Mucopenetration and biocompatibility of polydopamine surfaces for delivery in an Ex Vivo porcine bladder

Abstract

Urine voiding and the presence of a mucus layer on the apical surface of the urothelium are two major challenges towards an effective intravesical drug delivery for bladder malignancies. Improved bioavailability to the underlying bladder tissue could be achieved with delivery vectors that diffuse efficiently through the bladder mucus. Pegylation of delivery vectors remains the existing “gold standard” to enhance mucosal delivery despite known poor cell uptake and reported PEG sensitivity.
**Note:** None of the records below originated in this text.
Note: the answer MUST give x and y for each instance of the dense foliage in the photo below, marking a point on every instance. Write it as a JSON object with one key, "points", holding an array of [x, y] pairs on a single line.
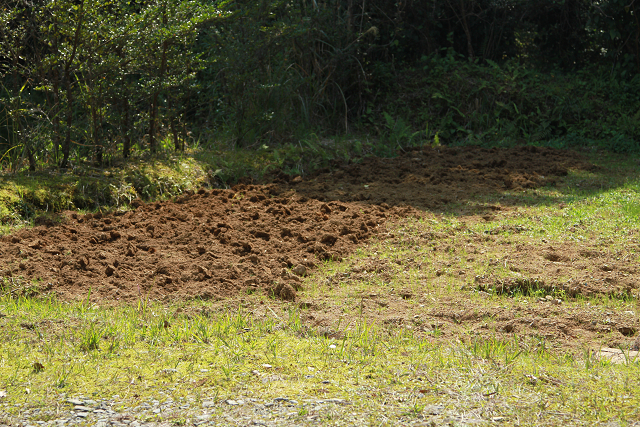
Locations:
{"points": [[97, 79]]}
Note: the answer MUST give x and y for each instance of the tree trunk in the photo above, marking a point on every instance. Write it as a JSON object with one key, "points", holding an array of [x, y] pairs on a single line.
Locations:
{"points": [[126, 143], [154, 105]]}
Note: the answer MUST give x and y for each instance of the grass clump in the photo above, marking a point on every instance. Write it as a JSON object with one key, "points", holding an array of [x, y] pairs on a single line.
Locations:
{"points": [[200, 352]]}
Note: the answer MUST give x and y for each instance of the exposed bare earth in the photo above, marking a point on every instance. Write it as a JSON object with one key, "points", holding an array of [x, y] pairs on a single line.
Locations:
{"points": [[222, 244]]}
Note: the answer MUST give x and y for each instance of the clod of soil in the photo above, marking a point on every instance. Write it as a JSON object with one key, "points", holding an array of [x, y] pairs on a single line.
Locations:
{"points": [[218, 243], [207, 245]]}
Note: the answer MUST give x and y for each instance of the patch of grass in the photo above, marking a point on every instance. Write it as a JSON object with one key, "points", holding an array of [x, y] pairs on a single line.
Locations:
{"points": [[227, 354]]}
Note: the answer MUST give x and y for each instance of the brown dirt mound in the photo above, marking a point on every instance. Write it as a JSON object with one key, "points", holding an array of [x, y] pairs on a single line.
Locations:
{"points": [[429, 178], [207, 245], [218, 243]]}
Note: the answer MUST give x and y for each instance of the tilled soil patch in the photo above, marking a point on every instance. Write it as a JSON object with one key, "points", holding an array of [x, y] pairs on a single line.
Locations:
{"points": [[429, 178], [218, 243], [207, 245]]}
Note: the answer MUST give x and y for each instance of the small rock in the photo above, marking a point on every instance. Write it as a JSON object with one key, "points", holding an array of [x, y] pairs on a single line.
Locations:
{"points": [[338, 401], [433, 409], [300, 270]]}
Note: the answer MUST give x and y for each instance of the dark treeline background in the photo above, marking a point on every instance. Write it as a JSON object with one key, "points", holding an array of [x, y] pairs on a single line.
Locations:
{"points": [[103, 79]]}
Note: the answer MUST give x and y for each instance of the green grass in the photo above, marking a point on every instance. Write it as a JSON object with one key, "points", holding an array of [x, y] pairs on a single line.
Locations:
{"points": [[199, 352], [422, 367]]}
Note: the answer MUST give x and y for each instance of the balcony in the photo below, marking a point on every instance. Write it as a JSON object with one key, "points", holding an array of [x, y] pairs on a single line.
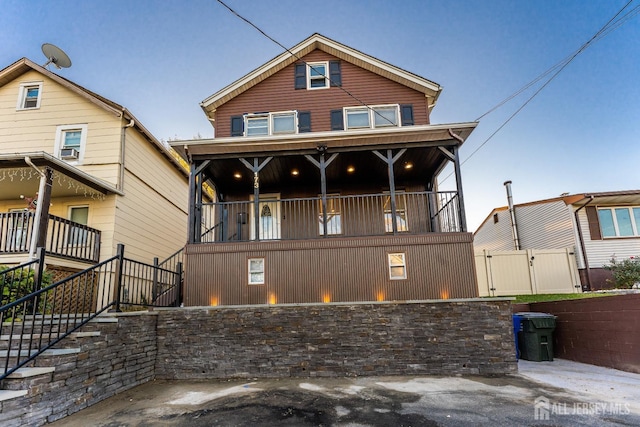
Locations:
{"points": [[336, 216], [65, 238]]}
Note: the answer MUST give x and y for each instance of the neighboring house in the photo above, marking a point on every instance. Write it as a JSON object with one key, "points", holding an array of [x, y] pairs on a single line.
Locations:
{"points": [[325, 163], [598, 226], [86, 166]]}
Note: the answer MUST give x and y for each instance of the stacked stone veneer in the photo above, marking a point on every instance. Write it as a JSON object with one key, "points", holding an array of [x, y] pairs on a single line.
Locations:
{"points": [[122, 357], [313, 340]]}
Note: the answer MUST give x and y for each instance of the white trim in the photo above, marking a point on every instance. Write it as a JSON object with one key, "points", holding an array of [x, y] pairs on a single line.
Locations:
{"points": [[325, 77], [22, 93], [250, 272], [270, 116], [403, 265], [371, 111], [59, 144]]}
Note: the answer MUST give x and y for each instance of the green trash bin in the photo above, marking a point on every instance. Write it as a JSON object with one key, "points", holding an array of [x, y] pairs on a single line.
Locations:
{"points": [[535, 338]]}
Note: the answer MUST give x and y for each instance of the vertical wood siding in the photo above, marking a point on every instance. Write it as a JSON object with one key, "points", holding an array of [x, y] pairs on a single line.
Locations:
{"points": [[277, 93], [331, 270]]}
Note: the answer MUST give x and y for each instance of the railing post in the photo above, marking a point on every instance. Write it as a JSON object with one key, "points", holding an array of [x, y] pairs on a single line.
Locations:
{"points": [[118, 278], [178, 278], [154, 289]]}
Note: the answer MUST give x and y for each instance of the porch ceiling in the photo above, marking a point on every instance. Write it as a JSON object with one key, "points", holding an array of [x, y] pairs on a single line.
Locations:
{"points": [[354, 150], [17, 178]]}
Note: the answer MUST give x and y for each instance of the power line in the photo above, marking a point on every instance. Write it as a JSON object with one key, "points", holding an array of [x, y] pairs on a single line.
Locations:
{"points": [[328, 78], [605, 30]]}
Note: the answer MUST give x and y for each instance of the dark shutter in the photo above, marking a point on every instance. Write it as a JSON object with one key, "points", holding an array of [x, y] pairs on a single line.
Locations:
{"points": [[301, 76], [334, 73], [237, 126], [304, 121], [406, 114], [337, 122], [594, 223]]}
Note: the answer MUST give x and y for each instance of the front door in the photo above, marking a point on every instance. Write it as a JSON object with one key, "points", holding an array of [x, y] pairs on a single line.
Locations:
{"points": [[269, 220]]}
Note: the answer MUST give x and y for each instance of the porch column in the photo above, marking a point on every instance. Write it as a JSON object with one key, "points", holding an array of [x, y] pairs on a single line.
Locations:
{"points": [[256, 168], [195, 201], [322, 165], [39, 234], [390, 159], [456, 163]]}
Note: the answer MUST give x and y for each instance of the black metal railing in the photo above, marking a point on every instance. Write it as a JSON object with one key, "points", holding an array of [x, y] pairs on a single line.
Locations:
{"points": [[65, 238], [345, 216], [35, 318]]}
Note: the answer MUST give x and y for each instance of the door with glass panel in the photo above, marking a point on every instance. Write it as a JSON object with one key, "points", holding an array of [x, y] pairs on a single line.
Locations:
{"points": [[269, 220]]}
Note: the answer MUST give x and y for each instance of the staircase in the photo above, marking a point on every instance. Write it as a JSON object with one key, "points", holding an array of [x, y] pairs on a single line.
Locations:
{"points": [[60, 370]]}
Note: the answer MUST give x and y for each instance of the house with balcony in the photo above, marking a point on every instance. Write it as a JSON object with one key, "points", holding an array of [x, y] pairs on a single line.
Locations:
{"points": [[80, 174], [597, 227], [325, 167]]}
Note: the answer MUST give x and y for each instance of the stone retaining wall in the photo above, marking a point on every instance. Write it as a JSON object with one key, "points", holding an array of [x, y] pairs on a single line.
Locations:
{"points": [[122, 357], [354, 339]]}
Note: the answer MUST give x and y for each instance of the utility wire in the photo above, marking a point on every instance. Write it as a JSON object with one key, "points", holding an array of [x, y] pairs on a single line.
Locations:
{"points": [[606, 29], [328, 78]]}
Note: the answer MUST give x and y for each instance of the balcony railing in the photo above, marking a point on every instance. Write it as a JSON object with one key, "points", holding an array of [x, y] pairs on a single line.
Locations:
{"points": [[344, 216], [64, 238]]}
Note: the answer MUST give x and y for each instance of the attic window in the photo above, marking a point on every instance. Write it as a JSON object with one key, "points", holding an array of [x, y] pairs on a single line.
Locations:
{"points": [[29, 96], [317, 75]]}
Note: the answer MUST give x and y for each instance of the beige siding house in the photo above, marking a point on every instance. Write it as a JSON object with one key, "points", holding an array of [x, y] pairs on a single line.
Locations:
{"points": [[98, 176], [595, 226]]}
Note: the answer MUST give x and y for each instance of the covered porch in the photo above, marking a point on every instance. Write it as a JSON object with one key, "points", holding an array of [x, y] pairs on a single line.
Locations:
{"points": [[31, 184], [327, 217]]}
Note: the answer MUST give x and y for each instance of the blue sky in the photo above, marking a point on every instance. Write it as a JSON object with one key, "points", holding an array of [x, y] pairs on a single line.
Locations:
{"points": [[580, 134]]}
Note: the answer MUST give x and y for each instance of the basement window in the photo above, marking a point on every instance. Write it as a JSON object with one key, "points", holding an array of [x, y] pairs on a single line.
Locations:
{"points": [[256, 271], [397, 266]]}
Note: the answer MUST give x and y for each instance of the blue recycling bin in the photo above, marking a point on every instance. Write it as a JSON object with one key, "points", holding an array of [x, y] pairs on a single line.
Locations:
{"points": [[517, 320]]}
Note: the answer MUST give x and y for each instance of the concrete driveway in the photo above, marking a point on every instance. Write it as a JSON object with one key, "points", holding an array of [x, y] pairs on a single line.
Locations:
{"points": [[559, 393]]}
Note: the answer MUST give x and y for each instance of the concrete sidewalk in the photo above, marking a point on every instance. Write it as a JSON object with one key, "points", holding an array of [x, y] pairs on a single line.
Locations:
{"points": [[560, 393]]}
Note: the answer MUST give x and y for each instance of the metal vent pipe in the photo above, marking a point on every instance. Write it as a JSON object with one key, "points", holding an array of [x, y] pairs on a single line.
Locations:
{"points": [[512, 213]]}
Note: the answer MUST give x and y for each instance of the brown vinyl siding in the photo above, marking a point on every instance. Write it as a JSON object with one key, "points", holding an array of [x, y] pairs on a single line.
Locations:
{"points": [[277, 93], [354, 269]]}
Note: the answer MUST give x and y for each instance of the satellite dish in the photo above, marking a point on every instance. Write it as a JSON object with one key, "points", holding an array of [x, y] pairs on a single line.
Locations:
{"points": [[55, 56]]}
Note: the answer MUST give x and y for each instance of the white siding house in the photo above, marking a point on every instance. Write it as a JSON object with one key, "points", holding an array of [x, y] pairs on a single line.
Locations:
{"points": [[596, 226]]}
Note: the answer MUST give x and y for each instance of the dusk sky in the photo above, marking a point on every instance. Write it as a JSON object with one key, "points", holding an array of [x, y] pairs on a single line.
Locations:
{"points": [[160, 59]]}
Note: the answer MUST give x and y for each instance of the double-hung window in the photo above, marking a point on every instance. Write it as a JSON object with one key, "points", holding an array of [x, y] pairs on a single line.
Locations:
{"points": [[317, 76], [29, 96], [256, 271], [619, 221], [70, 142], [397, 266], [270, 123], [372, 117]]}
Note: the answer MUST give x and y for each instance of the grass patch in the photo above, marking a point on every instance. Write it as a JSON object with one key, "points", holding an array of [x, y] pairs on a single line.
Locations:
{"points": [[523, 299]]}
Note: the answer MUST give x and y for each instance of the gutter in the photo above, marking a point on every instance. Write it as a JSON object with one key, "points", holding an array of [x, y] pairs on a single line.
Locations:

Here, we showed improved mucopenetration of carboxylated polystyrene (PS) nanoparticles (NPs) passivated with a polydopamine (PDA) surface, at similar level as PEG. While the diffusion of PS NPs in mucus was retarded by ~1000-fold, PS-PDA diffused only 6-fold slower in mucus than water. This enabled faster and deeper penetration of PS-PDA into porcine bladder tissue beneath the mucus layer. The same PDA surface also conferred biocompatibility and enabled photothermal therapy (PTT) with significant surface disruption on an ex vivo porcine bladder model upon localized laser irradiation, which was not possible with PEG. Our outcomes suggested the facile and versatile PDA surface passivation of nanoparticles as an enabler for dual purposes of enhancing mucopenetration and allowing photothermal therapy on bladder tissue, which has not been demonstrated to date.